Lotus is in de jaren zestig een grootmacht in de Formule 1. Het team draait om twee mannen: Colin Chapman, baas en technisch brein van het team, en stercoureur Jim Clark. Naar de andere coureurs wordt amper omgekeken. “We wisten dat we Jimmy toch niet konden verslaan.”

Trevor Taylor is in 2010 overleden, als laatste van de hoofdrolspelers in dit verhaal. Tijdens een interview in 1981 blikte de Brit terug op zijn tijd als tweede rijder bij Lotus. “Voor mij was er geen enkele twijfel dat Jim Clark de beste coureur aller tijden was. Ik racete tegen hem, maar ik was niet opgewassen tegen zijn talent.”

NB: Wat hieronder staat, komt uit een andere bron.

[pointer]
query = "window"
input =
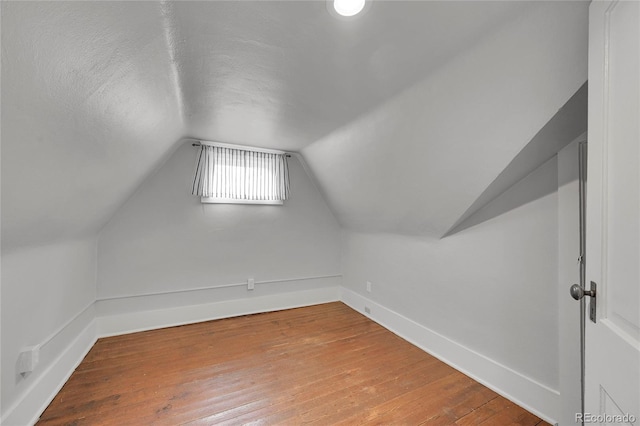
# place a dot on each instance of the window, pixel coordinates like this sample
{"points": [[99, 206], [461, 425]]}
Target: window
{"points": [[240, 175]]}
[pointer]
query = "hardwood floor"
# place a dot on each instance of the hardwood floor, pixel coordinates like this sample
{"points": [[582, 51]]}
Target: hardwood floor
{"points": [[323, 364]]}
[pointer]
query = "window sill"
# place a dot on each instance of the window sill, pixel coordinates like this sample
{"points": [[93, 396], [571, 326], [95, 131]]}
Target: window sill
{"points": [[211, 200]]}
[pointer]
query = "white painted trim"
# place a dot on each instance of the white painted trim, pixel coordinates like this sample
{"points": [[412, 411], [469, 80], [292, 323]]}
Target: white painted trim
{"points": [[524, 391], [214, 200], [117, 324], [27, 410], [65, 325], [242, 284], [535, 397]]}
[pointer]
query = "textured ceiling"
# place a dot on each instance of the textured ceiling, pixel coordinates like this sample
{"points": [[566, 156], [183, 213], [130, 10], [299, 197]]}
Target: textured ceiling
{"points": [[432, 97]]}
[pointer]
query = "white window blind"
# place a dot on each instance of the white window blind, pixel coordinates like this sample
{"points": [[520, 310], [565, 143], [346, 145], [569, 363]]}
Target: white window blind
{"points": [[240, 175]]}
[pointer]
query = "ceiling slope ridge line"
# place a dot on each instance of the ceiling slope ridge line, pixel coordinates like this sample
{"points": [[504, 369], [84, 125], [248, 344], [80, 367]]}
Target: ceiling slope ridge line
{"points": [[567, 125], [149, 175], [169, 30]]}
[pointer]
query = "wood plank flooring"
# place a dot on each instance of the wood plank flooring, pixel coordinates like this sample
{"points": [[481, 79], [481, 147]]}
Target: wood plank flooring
{"points": [[323, 364]]}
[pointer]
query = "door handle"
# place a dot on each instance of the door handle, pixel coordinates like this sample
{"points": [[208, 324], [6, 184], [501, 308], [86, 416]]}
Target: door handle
{"points": [[577, 292]]}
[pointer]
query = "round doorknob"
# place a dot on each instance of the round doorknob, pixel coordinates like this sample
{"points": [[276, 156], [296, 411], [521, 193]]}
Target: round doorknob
{"points": [[578, 292]]}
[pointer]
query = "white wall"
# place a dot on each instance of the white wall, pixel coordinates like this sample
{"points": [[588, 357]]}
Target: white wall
{"points": [[164, 240], [47, 297], [491, 287]]}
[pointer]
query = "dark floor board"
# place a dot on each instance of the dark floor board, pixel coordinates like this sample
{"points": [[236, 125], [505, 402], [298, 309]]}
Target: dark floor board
{"points": [[323, 364]]}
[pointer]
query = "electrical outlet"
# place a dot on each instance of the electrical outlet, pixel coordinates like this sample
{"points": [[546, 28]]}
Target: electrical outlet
{"points": [[28, 358]]}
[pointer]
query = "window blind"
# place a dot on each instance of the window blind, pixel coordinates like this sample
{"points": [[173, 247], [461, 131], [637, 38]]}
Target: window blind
{"points": [[240, 174]]}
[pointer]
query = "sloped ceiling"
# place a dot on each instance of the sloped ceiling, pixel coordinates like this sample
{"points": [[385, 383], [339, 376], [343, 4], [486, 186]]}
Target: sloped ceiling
{"points": [[434, 98]]}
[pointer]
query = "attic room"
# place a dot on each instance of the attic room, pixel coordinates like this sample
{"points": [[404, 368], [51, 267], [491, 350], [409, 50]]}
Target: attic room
{"points": [[433, 189]]}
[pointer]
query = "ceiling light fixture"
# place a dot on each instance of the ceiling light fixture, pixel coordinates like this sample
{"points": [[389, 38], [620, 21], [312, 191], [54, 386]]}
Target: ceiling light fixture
{"points": [[348, 7]]}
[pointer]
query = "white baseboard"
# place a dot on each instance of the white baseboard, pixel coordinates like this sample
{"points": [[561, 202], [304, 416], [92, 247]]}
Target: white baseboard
{"points": [[522, 390], [537, 398], [27, 410], [46, 386], [124, 323]]}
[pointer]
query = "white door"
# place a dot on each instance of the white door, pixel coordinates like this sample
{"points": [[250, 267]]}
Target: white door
{"points": [[613, 214]]}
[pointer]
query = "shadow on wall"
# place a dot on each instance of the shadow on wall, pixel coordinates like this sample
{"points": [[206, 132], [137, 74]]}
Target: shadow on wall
{"points": [[529, 176]]}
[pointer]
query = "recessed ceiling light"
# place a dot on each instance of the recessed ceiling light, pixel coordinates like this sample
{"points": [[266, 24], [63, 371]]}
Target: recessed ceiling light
{"points": [[348, 7]]}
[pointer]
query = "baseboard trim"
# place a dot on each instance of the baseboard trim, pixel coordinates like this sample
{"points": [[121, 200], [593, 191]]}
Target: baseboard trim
{"points": [[535, 397], [125, 323], [522, 390], [27, 410]]}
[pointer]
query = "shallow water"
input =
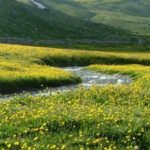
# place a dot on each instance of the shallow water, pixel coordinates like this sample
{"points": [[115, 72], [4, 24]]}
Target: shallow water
{"points": [[88, 77]]}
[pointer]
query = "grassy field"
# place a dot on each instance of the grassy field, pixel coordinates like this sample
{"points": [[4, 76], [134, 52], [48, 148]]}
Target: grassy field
{"points": [[112, 117], [27, 67]]}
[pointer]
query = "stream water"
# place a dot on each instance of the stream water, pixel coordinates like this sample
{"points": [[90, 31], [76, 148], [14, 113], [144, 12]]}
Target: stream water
{"points": [[88, 77]]}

Trevor Tayor is een van de drie coureurs die in de jaren zestig door Lotusbaas Colin Chapman wordt opgeroepen om als tweede rijder naast Jim Clark te figureren. Over de rolverdeling bestaat geen enkel misverstand: Clark is Chapmans persoonlijke idool. Wie de tweede auto bestuurt is bijzaak. De status van Clark is al duidelijk voordat de Schot echt iets heeft laten zien in de Formule 1.

In 1960 komt Clark via het Formule 2-team van Lotus de Grand Prix-wereld binnen, waar hij teamgenoot wordt van Innes Ireland. Ireland wint in 1961 als eerste coureur een Grand Prix voor het ‘fabrieksteam’ van Lotus – Stirling Moss wint er in 1960 twee, maar doet dat in een Lotus van het privéteam van Rob Walker – maar wordt vrijwel direct daarna een de kant gezet. De ruwe Ireland, die houdt van drank, vrouwen en feestvieren, past niet meer in het plaatje van Colin Chapman, die in de bescheiden, perfectionistische Clark zijn ideale coureur heeft gevonden.

Gouden Rolex

“En toen belde Chapman mij op met de vraag of ik naast Clark de tweede rijder wilde worden”, vertelt Taylor in 1981 tegen Motorsport Magazine. Zodoende wordt hij de eerste van drie Britse coureurs die in de jaren zestig de taak krijgen Clark te flankeren. Voor Taylor is dat allesbehalve een ondankbare taak. “Soms probeerde ik Jimmy te volgen. We hadden totaal verschillende rijstijlen en ik wist dat ik nooit zou kunnen wat hij kon. Hij was een natuurtalent.”

(Tekst gaat verder onder foto)

Trevor Taylor (l) en Jim Clark (r) in 1962 voor de Grand Prix van Monaco (Motorsport Images)

Zijn bescheidenheid ten spijt kan Taylor zelf ook aardig sturen: in 1962 leidt hij de Grand Prix van Mexico, totdat Chapman hem sommeert zijn auto af te staan aan Clark, die bij de start is gediskwalificeerd omdat zijn auto moet worden aangeduwd. Clark wint de race, in de annalen krijgen hij en Taylor beiden de zege toegeschreven. “Maar alleen Jim kreeg de gouden Rolex die voor de winnaar was gereserveerd, want daarvan hadden ze er maar één”, aldus Taylor. “Na afloop gaf Jim hem aan mij. Ik heb hem nog steeds.”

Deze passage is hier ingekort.